Différents groupes qui se réclament de Staline ont fusionné à la fin des années 2000 pour former un Rassemblement Organisé des Communistes Marxistes Léninistes (ROCML). Il se différencie fortement des autres débris «orthodoxes» du PCF (URCF, PRCF...) en condamnant leurs «réflexes chauvins contraires à l’internationalisme prolétarien» («Sortir de l’Europe ou sortir du capitalisme», La Voix des communistes, supplément de juillet 2015), en refusant les appels aux nationalisations (brochure: «A propos du mot d’ordre de nationalisation», février 2013), en critiquant leur hystérie autour de la «menace fasciste» ou de la «fascisation («La question du danger fasciste», La Voix des communistes, mars-avril 2015), en ne défendant pas la politique extérieure de la Russie ou de la Chine (Résolution sur l’impérialisme aujourd’hui, décembre 2014).

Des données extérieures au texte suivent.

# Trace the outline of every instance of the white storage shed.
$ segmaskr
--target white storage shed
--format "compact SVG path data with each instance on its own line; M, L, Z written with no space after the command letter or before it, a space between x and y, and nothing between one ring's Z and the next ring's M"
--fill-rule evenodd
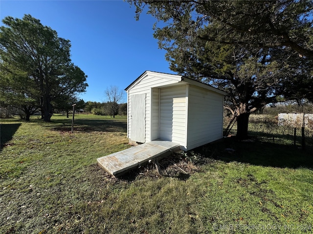
M130 142L159 139L189 150L223 137L224 91L183 76L148 71L125 90Z

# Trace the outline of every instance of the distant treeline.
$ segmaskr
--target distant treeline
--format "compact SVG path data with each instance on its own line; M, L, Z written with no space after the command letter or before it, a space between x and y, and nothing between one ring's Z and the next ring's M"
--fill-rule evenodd
M126 116L127 115L127 103L117 104L111 102L97 102L88 101L83 108L85 112L97 116Z

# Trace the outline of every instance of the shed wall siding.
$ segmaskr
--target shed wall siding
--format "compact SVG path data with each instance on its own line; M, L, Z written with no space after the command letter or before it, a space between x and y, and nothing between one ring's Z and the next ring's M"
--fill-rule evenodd
M160 139L185 145L186 86L160 90Z
M128 126L128 137L131 139L131 140L132 139L132 128L135 127L135 126L132 126L131 124L130 117L131 116L132 113L132 105L135 104L135 103L132 103L132 95L140 94L146 94L145 107L146 114L145 119L143 121L145 121L146 126L145 142L148 142L152 140L152 139L156 139L157 138L157 137L155 138L155 134L154 134L153 136L151 135L152 129L151 128L151 117L152 116L152 114L151 114L151 113L150 113L151 110L151 92L150 90L151 88L163 85L168 85L177 82L177 80L174 80L173 79L169 79L165 78L160 78L159 77L156 77L154 76L148 75L136 83L136 85L134 86L131 89L128 90L128 117L127 120ZM157 100L158 102L158 98ZM154 127L155 127L155 125L154 125ZM158 125L157 128L158 128ZM157 135L158 134L157 134Z
M223 137L223 95L191 86L189 91L187 149Z
M152 97L151 107L151 140L158 138L159 120L159 89L152 89Z

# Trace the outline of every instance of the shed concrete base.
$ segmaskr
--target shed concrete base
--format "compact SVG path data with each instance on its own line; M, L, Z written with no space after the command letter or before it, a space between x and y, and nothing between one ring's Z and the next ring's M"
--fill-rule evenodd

Comme ce n’est pas si fréquent à l’ «extrême» gauche, le ROCML tient un discours radical appelant à lutter contre le capitalisme ou proclamant «une seule alternative, le socialisme» (une de La Voix des communistes, 1er trimestre 2016).

Bref, le ROCML peut apparaître à certaines et certains comme une organisation qui défend une orientation communiste. Mais, il n’en est rien!

A l’occasion des grèves contre la loi Travail, ce groupe a montré son soutien au collaborationnisme – et donc son opposition au combat de classe et à la constitution d’un véritable parti communiste.

Le ROCML a sorti un tract pour appeler à la grève et à la manifestation nationale le 14 juin («Tous dans la rue le 14 juin; Bloquons le pays pour le retrait de la loi Travail», 11 juin). Dans ce tract, il réalisait la prouesse de ne rien dire sur la stratégie de dispersion et d’épuisement des luttes des appareils syndicaux, en premier lieu la CGT. Au contraire, il chantait les louanges de ce principal obstacle à la lutte des classes: «La force de l’organisation CGT (mais ce n’est pas la seule) est un atout de taille dans le mouvement. C’est elle qui organise de la manière la plus déterminée la lutte. C’est pour cette raison que toutes les forces réactionnaires s’emploient à isoler la CGT, par une campagne abjecte de haine de classe».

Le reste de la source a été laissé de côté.